Of course, it’s easy to throw caution to the wind and trudge on with the mindset, “If we’re all breaking the law, then the law can’t stop anyone.” However, not only is this inaccurate, but it also fails to hold private entities accountable to their customers and fails to prove that these entities are above board with their actions toward the community at-large.
Yeah, right. The fact of the matter is there are a handful of actors controlling almost all of the volume for Bitcoin and other cryptocurrencies: BitMex, Bitfinex, Binance, and to a lesser degree, Coinbase, and one token that’s traded against almost all cryptocurrencies, shifting money from Bitcoin and Bitcoin forks to shitcoins and back again — Tether.
None of the entities named above provide any real insight into their operations. For instance, after being hacked in 2016, Bitfinex promised a security and financial audit. Neither came to fruition.
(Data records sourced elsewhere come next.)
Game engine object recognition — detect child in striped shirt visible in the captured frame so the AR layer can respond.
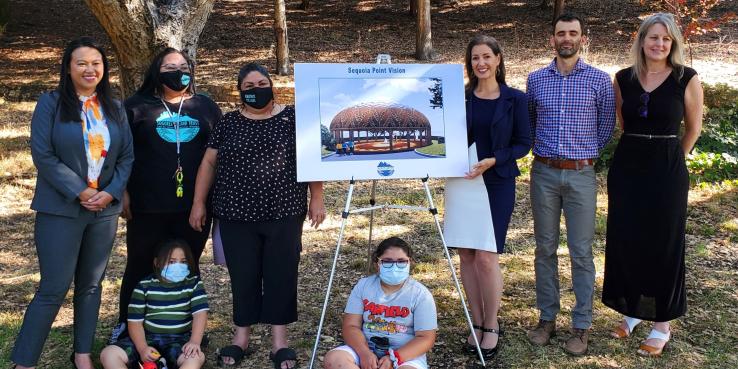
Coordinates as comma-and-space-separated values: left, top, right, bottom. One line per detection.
100, 240, 209, 369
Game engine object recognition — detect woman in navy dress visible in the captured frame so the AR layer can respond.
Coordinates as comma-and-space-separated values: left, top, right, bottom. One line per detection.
602, 13, 703, 356
444, 35, 531, 359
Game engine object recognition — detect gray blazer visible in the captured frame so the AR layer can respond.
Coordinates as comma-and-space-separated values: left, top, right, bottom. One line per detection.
31, 91, 133, 218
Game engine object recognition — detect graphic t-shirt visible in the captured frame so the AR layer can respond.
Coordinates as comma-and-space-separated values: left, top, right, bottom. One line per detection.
344, 274, 438, 362
125, 95, 222, 213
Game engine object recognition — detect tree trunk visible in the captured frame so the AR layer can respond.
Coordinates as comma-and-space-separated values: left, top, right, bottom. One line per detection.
274, 0, 290, 76
84, 0, 215, 97
415, 0, 434, 60
553, 0, 564, 19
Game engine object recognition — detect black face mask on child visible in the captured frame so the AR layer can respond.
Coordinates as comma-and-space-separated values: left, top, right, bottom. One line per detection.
241, 87, 274, 109
159, 70, 192, 91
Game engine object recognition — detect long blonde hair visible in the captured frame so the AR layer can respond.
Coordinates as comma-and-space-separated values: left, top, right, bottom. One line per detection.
630, 13, 685, 80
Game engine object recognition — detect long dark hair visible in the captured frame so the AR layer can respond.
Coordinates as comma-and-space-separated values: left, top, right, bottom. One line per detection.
154, 239, 198, 280
464, 34, 507, 96
136, 47, 195, 97
56, 37, 121, 123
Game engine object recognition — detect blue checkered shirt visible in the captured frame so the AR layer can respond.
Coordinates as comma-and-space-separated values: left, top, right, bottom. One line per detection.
526, 58, 615, 159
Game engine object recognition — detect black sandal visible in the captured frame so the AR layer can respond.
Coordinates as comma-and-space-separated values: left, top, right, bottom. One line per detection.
269, 347, 297, 369
218, 345, 253, 367
462, 325, 484, 354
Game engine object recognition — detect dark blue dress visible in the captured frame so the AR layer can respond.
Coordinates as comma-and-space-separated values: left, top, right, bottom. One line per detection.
467, 94, 515, 254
BitMex resides in the most expensive building in Hong Kong, is incorporated in Seychelles, and regularly collapses when inundated with orders. Do they trade against customers? Is there wash trading? ¯\_(ツ)_/¯
Even if I wanted to, there’d be no way to name all the red flags from all the exchanges and coins out there — recent ones include the Bitfinex LEO IEO, which claimed a billion in sales with zero proof, Tether, which consistently promised an audit/attestation, then reneged, and Coinbase, which seems prone to insider trading every time it considers listing a coin.
A New Problem Is The Same Old Problem
Now, the peer-to-peer, unstoppable, decentralized, whatever you call it realm, goes completely unchecked and is utterly unbalanced. The best way to see if your biggest players are truthful or dishonest? Bring in a “trusted, objective” third-party to look at the books and determine if everything is acceptable.
“But, Cas!” I hear the coiners cry, “I specifically got into this space to avoid trusting third parties and fourth parties!”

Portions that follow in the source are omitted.